If the cancer forms in other parts of the body - such as the breast, lungs or liver – and spreads or metastasizes to the bone, then it is referred to as secondary or metastasized bone cancer. Life expectancy secondary bone cancer depends on a number of factors and the most common of these are as follows:
- Overall physical health.
- How far the cancer has spread.
- When the cancer was detected.
- How long has the patient had symptoms.
- The duration of the treatment.
- The patients resistance to the side effects of the treatment.
- The type of treatment received.
Needless to say, a physically and mentally strong person will have a better life expectancy with secondary bone cancer.
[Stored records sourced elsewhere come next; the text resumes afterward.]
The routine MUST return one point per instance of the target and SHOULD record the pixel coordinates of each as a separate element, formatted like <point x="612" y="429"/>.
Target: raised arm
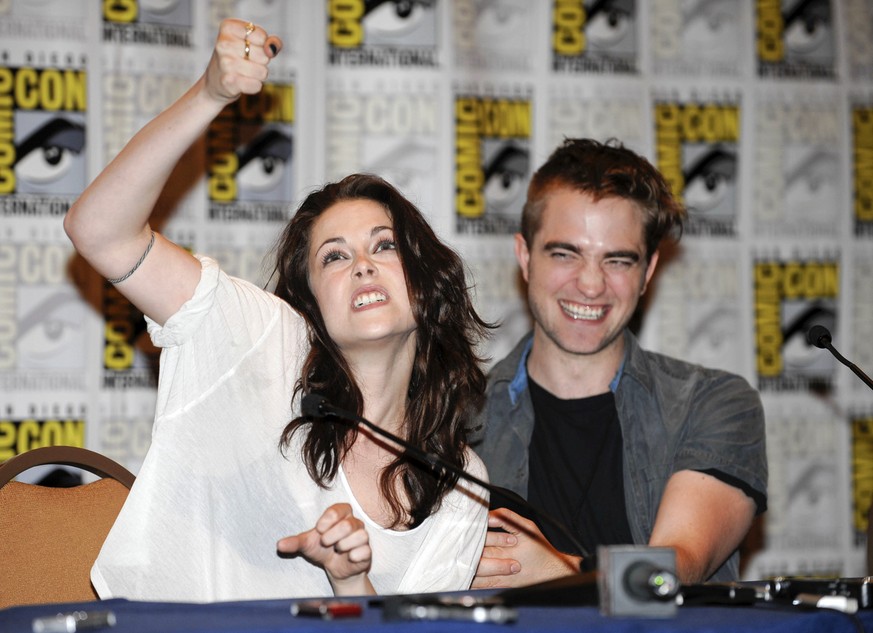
<point x="704" y="520"/>
<point x="109" y="225"/>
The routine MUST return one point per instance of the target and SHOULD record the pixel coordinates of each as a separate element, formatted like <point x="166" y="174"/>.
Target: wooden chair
<point x="50" y="537"/>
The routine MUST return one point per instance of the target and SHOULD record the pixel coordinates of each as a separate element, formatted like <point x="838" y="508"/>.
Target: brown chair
<point x="50" y="537"/>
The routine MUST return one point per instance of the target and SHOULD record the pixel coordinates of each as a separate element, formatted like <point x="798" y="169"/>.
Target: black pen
<point x="73" y="621"/>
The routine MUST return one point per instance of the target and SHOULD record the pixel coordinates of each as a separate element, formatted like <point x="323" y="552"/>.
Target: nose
<point x="364" y="266"/>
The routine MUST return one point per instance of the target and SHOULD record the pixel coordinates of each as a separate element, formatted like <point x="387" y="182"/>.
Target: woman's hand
<point x="338" y="543"/>
<point x="232" y="71"/>
<point x="517" y="554"/>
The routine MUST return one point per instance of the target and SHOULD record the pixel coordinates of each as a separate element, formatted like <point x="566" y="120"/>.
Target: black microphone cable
<point x="820" y="336"/>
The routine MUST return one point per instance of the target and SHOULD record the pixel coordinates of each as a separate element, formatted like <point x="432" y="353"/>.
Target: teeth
<point x="586" y="313"/>
<point x="369" y="297"/>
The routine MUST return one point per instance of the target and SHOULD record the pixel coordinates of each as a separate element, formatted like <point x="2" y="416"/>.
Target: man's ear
<point x="650" y="271"/>
<point x="522" y="255"/>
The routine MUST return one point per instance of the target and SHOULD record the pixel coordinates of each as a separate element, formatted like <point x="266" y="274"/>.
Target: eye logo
<point x="48" y="154"/>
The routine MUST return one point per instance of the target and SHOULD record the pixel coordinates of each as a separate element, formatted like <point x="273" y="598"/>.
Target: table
<point x="274" y="616"/>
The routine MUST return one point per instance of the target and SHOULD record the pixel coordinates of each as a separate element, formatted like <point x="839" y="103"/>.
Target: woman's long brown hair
<point x="447" y="384"/>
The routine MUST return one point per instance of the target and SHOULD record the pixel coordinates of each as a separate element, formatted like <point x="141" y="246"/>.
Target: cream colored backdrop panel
<point x="759" y="112"/>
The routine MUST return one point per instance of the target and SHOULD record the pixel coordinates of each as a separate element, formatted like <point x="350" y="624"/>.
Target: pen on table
<point x="73" y="621"/>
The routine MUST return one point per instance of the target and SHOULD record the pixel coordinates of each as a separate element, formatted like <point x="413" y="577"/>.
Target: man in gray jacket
<point x="619" y="444"/>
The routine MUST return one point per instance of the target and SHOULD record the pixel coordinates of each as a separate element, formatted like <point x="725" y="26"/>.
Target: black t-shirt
<point x="576" y="469"/>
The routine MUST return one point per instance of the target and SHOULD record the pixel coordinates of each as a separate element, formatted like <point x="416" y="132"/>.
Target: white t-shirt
<point x="215" y="493"/>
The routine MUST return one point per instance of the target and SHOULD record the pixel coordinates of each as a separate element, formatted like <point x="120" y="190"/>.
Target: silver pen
<point x="73" y="621"/>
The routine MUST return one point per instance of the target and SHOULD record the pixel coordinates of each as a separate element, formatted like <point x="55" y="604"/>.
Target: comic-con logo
<point x="249" y="156"/>
<point x="862" y="169"/>
<point x="790" y="297"/>
<point x="795" y="38"/>
<point x="20" y="436"/>
<point x="594" y="36"/>
<point x="382" y="32"/>
<point x="149" y="22"/>
<point x="492" y="162"/>
<point x="696" y="147"/>
<point x="42" y="130"/>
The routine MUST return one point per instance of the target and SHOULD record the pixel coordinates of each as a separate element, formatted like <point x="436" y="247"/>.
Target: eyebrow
<point x="566" y="246"/>
<point x="341" y="240"/>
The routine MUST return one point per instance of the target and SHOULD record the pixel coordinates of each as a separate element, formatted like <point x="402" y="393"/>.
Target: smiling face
<point x="357" y="277"/>
<point x="586" y="271"/>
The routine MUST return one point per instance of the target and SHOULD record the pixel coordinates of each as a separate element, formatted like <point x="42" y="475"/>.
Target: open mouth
<point x="581" y="312"/>
<point x="369" y="298"/>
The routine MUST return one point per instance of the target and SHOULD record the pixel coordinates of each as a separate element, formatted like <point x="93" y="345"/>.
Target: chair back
<point x="50" y="537"/>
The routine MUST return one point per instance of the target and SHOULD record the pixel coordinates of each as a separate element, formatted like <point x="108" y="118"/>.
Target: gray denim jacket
<point x="674" y="416"/>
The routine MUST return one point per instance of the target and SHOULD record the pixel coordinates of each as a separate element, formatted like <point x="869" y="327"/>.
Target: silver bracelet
<point x="136" y="265"/>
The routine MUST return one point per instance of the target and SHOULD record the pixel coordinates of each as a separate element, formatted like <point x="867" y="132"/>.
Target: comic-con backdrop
<point x="759" y="112"/>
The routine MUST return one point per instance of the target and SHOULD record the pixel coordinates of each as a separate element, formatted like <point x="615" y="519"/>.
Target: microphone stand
<point x="314" y="405"/>
<point x="657" y="586"/>
<point x="819" y="336"/>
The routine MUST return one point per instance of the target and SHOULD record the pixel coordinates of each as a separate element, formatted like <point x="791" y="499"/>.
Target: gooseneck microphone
<point x="820" y="336"/>
<point x="318" y="407"/>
The different treatments available for bone cancer are:
- Cryosurgery (use of liquid nitrogen for killing the cancer cells).
The life expectancy of secondary bone cancer will also depend on how many cancerous cells can be removed by surgery, and the amount of cancerous cells that can be killed by radiation and chemotherapy cycles.
Regular check-ups will have a strong bearing on the life expectancy of secondary bone cancer patients. This is because the bone cancer can metastasize to other cells, such as in the breast or prostate - or it can return to other bones.
Doctors can sometimes tell if a particular bone cancer can be cured, but it is not possible to be always certain. Even for incurable cases, they will usually suggest treatments which will ease suffering, control the symptoms and hopefully prolong life. For some patients, these can be very successful and may keep the tumour in check for many months or even years.
The statistics for the survival rate of bone cancer patients vary according to the type and stage of cancer. But these statistics mostly refer to patients who have survived for five years after the diagnosis of the disease. A few years ago, this percentage was at 70. Now, depending on the age, sex and race of the patient, the percentage ranges between 68 and 85. However, at the final stage - or stage 4 - of bone cancer, the five year survival rate drops to between 19 and 49 per cent.
But statistics are statistics, and there are exceptions to every rule. It is important to remember that every case of bone cancer is unique and the mental attitude, willpower and positive thinking of a patient, especially a patient of advanced stage of bone cancer, will go a long way towards increasing their life expectancy after secondary bone cancer or even beating it.